Kriminalität: Frau am frühen Abend sexuell belästigt und beraubt

15.01.2016

Oldenburg Die Polizei ist auf der Suche nach Zeugen eines Raubüberfalls, der sich am vergangenen Mittwochabend gegen 18 Uhr im Nikolaiviertel in der Oldenburger Innenstadt ereignet hat. Nach Aussage des Opfers soll es sich bei den Tatverdächtigen vermutlich um Ausländer handeln, die nur wenig Deutsch gesprochen haben, teilte die Polizei am Donnerstag mit.

Die Männer hatten die 31 Jahre alte Frau aus Schortens im Bereich Lambertihof/Nikolaigang überfallen, sexuell belästigt und ausgeraubt.

Die Frau gab gegenüber der Polizei an, sie sei plötzlich von fünf Männern umgeben gewesen. Die Täter drückten die Frau den Angaben zufolge gegen eine Wand und hielten ihr den Mund zu. Anschließend stahlen sie die Armbanduhr, griffen an ihre Brüste und versuchten, das Handy zu stehlen, was misslang. Als sich die Frau wehrte, schlugen und traten die Männer auf sie ein.

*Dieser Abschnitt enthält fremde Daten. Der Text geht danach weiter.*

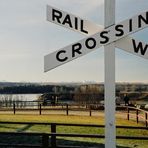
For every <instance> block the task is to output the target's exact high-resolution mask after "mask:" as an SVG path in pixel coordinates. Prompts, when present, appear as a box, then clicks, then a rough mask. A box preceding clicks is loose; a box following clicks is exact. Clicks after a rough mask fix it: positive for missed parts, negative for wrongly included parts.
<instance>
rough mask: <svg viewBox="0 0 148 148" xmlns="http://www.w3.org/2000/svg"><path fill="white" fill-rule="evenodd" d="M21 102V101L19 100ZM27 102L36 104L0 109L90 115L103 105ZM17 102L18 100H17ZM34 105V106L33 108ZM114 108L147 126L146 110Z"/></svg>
mask: <svg viewBox="0 0 148 148" xmlns="http://www.w3.org/2000/svg"><path fill="white" fill-rule="evenodd" d="M21 102H22V101H21ZM27 102H28V103H36V105H29V106H25V107H19V106H18V104H17V105H16V104H15V103H14V104H13V106H11V107H2V106H1V107H0V111H12V113H13V114H16V113H17V112H19V111H23V112H25V111H37V112H38V113H39V115H41V114H42V112H43V111H63V112H65V114H66V115H67V116H68V115H69V114H70V111H85V112H87V114H88V116H92V113H93V112H97V111H99V110H103V106H101V105H99V106H98V108H97V109H96V110H94V109H92V108H91V106H92V105H77V104H71V105H68V104H66V103H65V104H55V105H51V104H50V105H48V106H44V105H42V104H41V102H40V101H26V104H27ZM18 103H19V102H18ZM34 107H35V108H34ZM116 110H121V111H126V110H127V119H128V120H130V119H135V120H136V122H137V123H138V122H144V123H145V126H146V127H148V111H145V110H142V109H138V108H135V107H129V106H117V107H116Z"/></svg>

Aus unbekannten Gründen ließen sie aber plötzlich ab und verschwanden.

Das Opfer musste aufgrund eines schweren Schocks ins Krankenhaus gebracht werden. Die Frau habe noch nicht zur Tat vernommen werden können. Hinweise nimmt die Polizei unter Telefon 790-4115 entgegen.

Erst am vergangenen Sonnabend waren in der Wallstraße fünf Frauen von mehreren jungen Männern „aggressiv belästigt“ worden (die NWZ  berichtete).

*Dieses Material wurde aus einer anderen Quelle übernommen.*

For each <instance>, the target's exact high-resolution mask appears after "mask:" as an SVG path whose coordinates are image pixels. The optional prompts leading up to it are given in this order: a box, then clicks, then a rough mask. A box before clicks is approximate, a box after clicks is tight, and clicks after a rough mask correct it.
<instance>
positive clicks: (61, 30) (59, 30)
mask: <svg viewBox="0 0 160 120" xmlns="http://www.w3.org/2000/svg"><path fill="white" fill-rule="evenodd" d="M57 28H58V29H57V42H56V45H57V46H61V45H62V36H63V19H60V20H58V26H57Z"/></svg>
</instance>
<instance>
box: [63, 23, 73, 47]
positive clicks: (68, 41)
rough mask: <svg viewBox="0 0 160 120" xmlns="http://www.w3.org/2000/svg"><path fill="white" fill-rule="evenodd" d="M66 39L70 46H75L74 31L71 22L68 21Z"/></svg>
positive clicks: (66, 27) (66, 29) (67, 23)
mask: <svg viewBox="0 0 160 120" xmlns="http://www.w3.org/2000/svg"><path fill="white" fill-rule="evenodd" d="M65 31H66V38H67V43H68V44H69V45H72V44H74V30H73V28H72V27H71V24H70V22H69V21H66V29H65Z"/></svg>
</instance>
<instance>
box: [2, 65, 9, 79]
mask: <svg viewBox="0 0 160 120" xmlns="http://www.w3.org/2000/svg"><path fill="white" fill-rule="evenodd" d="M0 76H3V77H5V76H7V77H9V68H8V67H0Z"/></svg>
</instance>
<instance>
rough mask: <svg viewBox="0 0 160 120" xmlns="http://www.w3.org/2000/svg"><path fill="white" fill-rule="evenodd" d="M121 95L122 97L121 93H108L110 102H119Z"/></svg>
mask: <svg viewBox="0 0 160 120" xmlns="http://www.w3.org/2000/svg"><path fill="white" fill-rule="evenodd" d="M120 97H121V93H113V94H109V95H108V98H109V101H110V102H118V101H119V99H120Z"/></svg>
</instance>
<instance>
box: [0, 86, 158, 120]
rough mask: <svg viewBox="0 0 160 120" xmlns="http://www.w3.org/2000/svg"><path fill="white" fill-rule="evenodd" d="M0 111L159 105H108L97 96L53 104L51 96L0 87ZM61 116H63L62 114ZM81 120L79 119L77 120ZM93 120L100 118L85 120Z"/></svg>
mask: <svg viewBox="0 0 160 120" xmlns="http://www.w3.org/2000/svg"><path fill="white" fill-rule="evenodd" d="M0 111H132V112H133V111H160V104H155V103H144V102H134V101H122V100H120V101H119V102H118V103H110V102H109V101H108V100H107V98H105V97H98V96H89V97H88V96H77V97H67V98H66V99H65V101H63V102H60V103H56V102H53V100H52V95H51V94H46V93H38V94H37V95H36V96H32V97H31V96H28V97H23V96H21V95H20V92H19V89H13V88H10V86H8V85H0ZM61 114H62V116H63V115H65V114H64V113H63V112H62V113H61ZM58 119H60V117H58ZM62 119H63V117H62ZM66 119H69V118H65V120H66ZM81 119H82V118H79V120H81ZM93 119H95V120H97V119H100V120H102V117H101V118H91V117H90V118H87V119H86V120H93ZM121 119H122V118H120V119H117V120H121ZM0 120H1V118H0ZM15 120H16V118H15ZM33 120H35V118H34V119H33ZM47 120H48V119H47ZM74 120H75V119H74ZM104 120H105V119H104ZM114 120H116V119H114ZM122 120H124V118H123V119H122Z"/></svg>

Zwei 20 und 24 Jahre alte Männer aus Algerien hatten sie intim berührt und schwer beleidigt. Als sie kurz darauf das Lokal verließen, bedrängten sie zwei weitere Frauen am Ausgang. In einer nahegelegenen Kneipe machten sie es ebenso. Eine 31-jährige Oldenburgerin hatte die Szene beobachtet, die Polizei gerufen und die Männer aufgefordert, die Frauen in Ruhe zu lassen. Die Beamten konnten die Männer in Tatortnähe stellen. Inwieweit drei andere Männer – die offenbar mit den Algeriern unterwegs waren – sich strafbar gemacht haben könnten, ist auch weiterhin nicht geklärt.

Polizeisprecher Matthias Kutzner kündigte am Donnerstag an, die Polizei werde wegen der jüngsten Vorfälle ihre Präsenz in der Innenstadt deutlich verstärken.